Hi there, I have some interest in building a Drupal becnhmarking suite that can be used for testing the impact of newly proposed patches on our beloved content managemanet framework.
I already have a start of a setup (which needs to be improved a lot). Currently, the setup is a rather simple Drupal site with content generated by the script collection that comes with devel.module. I have commented out the "log out" link and then let five registered users browse the site. The registered users are implemented through wget. This has some advantages and some disadvantages. Advantage is that the users more or less follow the same path when traversing the site. At least this was an advantage when I wanted to study the influence of several patches on table locking. For other tests it might not be terribly useful.
RobRoy has shown me how to do some comment posting, so I am likely to add this somehow.
The question is how the whole think should be organized. Currently, it is a standalone shell-script which calls the wgets with session info attached. What I would like to see is a bacnhmark.php script which lets a user specify the number of users to be used, the rate of traversal, the rate of comment posting, etc, and then starts the processes in the background. Ideally this would happen on a separate server. benchmark.php would then collect the results and do some statistical analysis. The test results would then optionally be specified in a database of test results, maybe here on drupal.org.
What I think will be most challenging is not to write the code, but to define useful test setups. We'd need to analyse how users really use a site and would probably need (anonymized) data from accesslogs.
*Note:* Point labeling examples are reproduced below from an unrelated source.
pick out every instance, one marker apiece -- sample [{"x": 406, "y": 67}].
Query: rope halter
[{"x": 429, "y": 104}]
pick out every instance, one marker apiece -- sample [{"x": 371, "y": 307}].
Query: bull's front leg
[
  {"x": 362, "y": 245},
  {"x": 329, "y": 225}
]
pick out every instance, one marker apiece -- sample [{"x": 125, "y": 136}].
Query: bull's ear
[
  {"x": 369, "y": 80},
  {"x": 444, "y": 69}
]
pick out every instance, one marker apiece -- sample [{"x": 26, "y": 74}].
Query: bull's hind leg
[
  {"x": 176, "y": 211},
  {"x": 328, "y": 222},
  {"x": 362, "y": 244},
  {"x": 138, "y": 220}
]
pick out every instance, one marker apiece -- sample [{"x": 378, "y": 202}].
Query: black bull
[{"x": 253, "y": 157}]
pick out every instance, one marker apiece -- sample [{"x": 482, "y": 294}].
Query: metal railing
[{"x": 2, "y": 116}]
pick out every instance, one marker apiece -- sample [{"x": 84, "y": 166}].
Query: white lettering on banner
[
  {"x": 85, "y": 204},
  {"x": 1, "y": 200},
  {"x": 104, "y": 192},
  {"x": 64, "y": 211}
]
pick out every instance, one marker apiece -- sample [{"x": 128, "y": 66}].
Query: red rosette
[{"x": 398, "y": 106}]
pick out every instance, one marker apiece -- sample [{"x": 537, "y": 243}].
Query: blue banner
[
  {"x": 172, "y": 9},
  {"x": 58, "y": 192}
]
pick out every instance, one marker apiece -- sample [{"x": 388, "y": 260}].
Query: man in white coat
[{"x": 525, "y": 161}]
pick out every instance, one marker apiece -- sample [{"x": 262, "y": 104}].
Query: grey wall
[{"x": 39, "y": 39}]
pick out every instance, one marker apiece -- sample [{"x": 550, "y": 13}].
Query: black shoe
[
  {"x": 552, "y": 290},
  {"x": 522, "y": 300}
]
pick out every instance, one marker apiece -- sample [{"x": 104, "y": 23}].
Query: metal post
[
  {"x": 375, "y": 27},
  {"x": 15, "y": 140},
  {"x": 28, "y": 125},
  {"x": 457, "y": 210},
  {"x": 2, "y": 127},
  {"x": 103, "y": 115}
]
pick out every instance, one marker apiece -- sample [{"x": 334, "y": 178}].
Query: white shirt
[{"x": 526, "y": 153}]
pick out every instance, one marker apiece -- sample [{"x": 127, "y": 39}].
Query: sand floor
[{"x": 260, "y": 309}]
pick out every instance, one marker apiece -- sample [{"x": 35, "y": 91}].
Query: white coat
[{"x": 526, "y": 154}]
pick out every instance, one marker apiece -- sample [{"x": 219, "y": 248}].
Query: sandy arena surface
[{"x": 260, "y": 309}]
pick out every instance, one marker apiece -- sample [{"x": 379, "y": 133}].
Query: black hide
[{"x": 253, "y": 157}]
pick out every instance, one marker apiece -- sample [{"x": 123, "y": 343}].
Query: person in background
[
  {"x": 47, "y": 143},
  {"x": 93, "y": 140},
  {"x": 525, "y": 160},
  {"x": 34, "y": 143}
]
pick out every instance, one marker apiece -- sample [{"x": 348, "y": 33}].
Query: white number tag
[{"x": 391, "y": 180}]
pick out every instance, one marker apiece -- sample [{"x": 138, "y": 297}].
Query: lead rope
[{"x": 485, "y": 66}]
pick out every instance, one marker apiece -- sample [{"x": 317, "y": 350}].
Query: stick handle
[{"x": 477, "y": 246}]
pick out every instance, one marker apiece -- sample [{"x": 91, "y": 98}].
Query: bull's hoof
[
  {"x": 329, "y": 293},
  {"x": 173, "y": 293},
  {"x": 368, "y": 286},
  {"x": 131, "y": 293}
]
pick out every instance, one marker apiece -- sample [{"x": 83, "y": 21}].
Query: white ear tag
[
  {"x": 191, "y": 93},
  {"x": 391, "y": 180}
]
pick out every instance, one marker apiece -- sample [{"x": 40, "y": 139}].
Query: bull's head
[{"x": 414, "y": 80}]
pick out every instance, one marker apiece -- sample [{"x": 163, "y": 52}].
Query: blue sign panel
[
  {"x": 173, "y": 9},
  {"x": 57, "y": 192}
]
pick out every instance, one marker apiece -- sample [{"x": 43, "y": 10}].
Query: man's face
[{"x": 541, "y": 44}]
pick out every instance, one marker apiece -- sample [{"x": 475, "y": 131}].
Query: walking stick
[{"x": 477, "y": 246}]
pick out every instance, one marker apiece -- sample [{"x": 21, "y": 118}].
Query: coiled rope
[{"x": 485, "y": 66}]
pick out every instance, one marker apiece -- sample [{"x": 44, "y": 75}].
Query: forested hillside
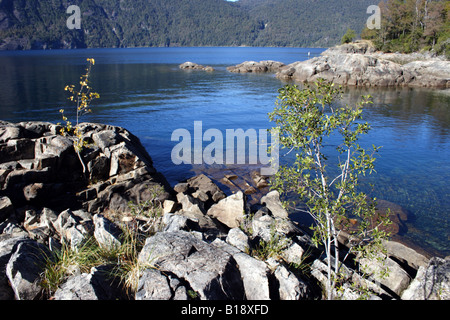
[
  {"x": 412, "y": 25},
  {"x": 36, "y": 24}
]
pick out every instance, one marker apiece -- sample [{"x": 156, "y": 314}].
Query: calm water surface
[{"x": 144, "y": 91}]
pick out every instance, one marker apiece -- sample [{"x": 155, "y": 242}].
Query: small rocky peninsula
[
  {"x": 359, "y": 64},
  {"x": 202, "y": 243}
]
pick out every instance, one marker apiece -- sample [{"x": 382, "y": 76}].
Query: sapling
[
  {"x": 82, "y": 100},
  {"x": 309, "y": 121}
]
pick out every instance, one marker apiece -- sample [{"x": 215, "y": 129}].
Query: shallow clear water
[{"x": 144, "y": 91}]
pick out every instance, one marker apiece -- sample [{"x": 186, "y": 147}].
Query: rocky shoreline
[
  {"x": 359, "y": 64},
  {"x": 203, "y": 245}
]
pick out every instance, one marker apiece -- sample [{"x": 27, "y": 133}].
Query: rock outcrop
[
  {"x": 358, "y": 64},
  {"x": 257, "y": 67},
  {"x": 190, "y": 242},
  {"x": 194, "y": 66}
]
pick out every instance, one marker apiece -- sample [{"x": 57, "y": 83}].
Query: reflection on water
[{"x": 144, "y": 91}]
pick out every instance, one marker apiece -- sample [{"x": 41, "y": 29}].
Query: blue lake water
[{"x": 144, "y": 91}]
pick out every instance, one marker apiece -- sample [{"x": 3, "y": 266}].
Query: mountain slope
[{"x": 37, "y": 24}]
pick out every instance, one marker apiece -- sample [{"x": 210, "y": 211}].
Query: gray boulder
[
  {"x": 96, "y": 285},
  {"x": 6, "y": 208},
  {"x": 24, "y": 269},
  {"x": 106, "y": 232},
  {"x": 194, "y": 66},
  {"x": 273, "y": 203},
  {"x": 397, "y": 279},
  {"x": 254, "y": 272},
  {"x": 209, "y": 271},
  {"x": 153, "y": 285},
  {"x": 237, "y": 238},
  {"x": 431, "y": 282},
  {"x": 230, "y": 211}
]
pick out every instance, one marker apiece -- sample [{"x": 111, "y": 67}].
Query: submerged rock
[
  {"x": 194, "y": 66},
  {"x": 257, "y": 67}
]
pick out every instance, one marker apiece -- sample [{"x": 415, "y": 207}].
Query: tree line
[{"x": 412, "y": 25}]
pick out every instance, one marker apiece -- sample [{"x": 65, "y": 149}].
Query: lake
[{"x": 144, "y": 91}]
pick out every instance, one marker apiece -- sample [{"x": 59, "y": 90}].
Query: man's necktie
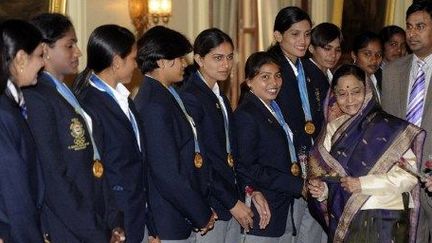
[{"x": 416, "y": 97}]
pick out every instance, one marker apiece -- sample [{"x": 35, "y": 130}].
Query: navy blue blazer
[
  {"x": 220, "y": 183},
  {"x": 175, "y": 200},
  {"x": 264, "y": 162},
  {"x": 290, "y": 102},
  {"x": 123, "y": 161},
  {"x": 21, "y": 187},
  {"x": 71, "y": 209}
]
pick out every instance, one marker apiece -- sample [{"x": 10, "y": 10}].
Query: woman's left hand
[
  {"x": 262, "y": 207},
  {"x": 351, "y": 184}
]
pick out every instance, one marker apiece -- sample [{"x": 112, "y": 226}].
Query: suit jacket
[
  {"x": 176, "y": 202},
  {"x": 264, "y": 162},
  {"x": 20, "y": 181},
  {"x": 395, "y": 84},
  {"x": 203, "y": 105},
  {"x": 123, "y": 161},
  {"x": 290, "y": 101},
  {"x": 70, "y": 209}
]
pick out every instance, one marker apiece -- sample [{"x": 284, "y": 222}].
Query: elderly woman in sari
[{"x": 362, "y": 167}]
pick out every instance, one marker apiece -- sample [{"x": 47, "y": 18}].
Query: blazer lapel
[
  {"x": 404, "y": 75},
  {"x": 249, "y": 97},
  {"x": 114, "y": 107}
]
Also, we'd want to check how crawlers access a site, whch can also be destilled from accesslogs.
Anybody interested in collaborating on this?
Please add useful ideas in the comments.
Cheers,
Gerhard
Comments
selenium?
I've been thinking about using selenium for this? Record some typical patterns through a site (including posts of nodes/comments) and then play it back. I'm not sure how well it would work for running 5 of them at the same time, though or if selenium even handles that or perhaps you could fake it with 5 browser sessions.
Generally speaking, i think that testing and benchmarking are areas that we can really improve and I'd love to help develop a test/benchmark suite.
--
Knaddison Family | mmm Beta Burritos
knaddison blog | Morris Animal Foundation
Isn't Selenium a browser
Isn't Selenium a browser plugin? I think it could not handle more than one session then.
yes, it is browser based
yes, it is browser based hence my comment about needing multiple browser sessions (e.g. firefox on 5 computers, firefox on 5 x sessions, etc.)
Knaddison Family | mmm Beta Burritos
knaddison blog | Morris Animal Foundation
Some things in common
It seems there is definitely a market for people willing to participate in such a venture:
http://groups.drupal.org/node/2410
Would be keen to learn your views and thoughts on a repeatable approach.
figaro
ClientForm and ClientCookie
I have some great experience to crawl web pages using ClientForm and ClientCookie for simulating web surfing accurately. Anyway, it is written in Python so we also have thread to fake number of concurrent users. I would love to help you develop something in this project.
For high load condition, I always run siege. It allows me to specify list of urls for GET method.
I have 0 skills in python
I have 0 skills in python and so I think it would not be a good choice. Drupal itself already has most of the functionality itself, besides the actual crawling.
php+wget?
Oh, I see. You expect to have
benchmark.phprunning on shell prompt as well aswgetin the background.It would be better to add a hook for crawling given url so the built-in
drupal_http_request()could be used by default for testing in request/response fashion andwgetcould be used for more fake concurrent requests. In addition, I may write a python extension hooking for simulating higher load.handbook page
Have you looked at this handbook page: HOWTO: Benchmark Drupal code- that seems to have written by webchick?
Anyhow, it suggests Apache Bench (ab) in addition to seige.
I would like to see this be a major SoC project
My dream is to have a number of iso images of servers that can play different roles, and to launch them for testing purposes on Amazon EC3. I would like to be able to separate the clients running the tests from the server being tested. I would like to be able to test Drupal on different configurations (1 machine doing everything, 1 web node, 1 database node, N webs, M database), all the while being able to scale the number of clients running tests until we can break the installation. I would like to know the real break point for Drupal.
This setup could be used to test different configurations, test different patches, and test the unit cost of contrib modules.
This setup should build on the work done on testing done in the past two summers (SimpleTests and Automated Unit Tests).
Anyone have an EC3 account? I've applied but it is still a closed beta.